Camden police have responded with several measures, including putting more than a dozen additional officers on street duty, that Ottenberg said should help quell the surge in violence.
"Camden is a tough place to be for its residents," Camden Police Chief Ed Hargis said. "There are honest people living here raising their families, and they're being held prisoner right now."
Most murders in Camden, the poorest city in New Jersey, have been targeted killings in drug or money disputes, Ottenberg said.
All but two of the victims this year were gunned down. Authorities have yet to identify suspects in most of the killings.
Ottenberg said he believed that many of the deaths were the result of a power struggle within the city's drug trade.
Small, established drug operations are giving way to larger, more organized networks, he said. As the gang presence has increased, so have turf wars over neighborhoods or corners.
"What I think is happening is that some of these [longtime drug networks] are not being taken over as quickly as it might have been assumed," Ottenberg said. "They're pushing back, and we're seeing the friction."

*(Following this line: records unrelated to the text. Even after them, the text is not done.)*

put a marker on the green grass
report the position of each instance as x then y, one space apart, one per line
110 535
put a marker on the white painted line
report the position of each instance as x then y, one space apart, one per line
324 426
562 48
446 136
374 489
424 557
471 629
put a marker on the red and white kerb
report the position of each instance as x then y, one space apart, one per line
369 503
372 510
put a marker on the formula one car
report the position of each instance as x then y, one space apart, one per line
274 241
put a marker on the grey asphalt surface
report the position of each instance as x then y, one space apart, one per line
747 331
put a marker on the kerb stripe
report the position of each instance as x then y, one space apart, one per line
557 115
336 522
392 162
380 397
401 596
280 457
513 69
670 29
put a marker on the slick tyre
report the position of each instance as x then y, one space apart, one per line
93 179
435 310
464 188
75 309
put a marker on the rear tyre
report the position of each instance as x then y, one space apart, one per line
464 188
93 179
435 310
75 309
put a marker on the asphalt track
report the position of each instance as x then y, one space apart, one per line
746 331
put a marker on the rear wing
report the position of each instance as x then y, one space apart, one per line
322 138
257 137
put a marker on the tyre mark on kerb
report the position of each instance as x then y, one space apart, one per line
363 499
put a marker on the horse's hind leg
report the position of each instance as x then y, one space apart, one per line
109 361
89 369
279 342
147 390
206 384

Why gang activity is rising in Camden is unclear, said Jeremiah A. Daley, executive director of the Philadelphia-Camden High Intensity Drug Trafficking Area, a branch of the federal Office of National Drug Control Policy.
"Camden's been a troubled city for some time, and those are the kinds of situations where street gangs tend to evolve," Daley said. "You have a high concentration of poverty, and young people who are disaffected with the school system or have dropped out already. These people are ripe for the picking to become involved with gangs."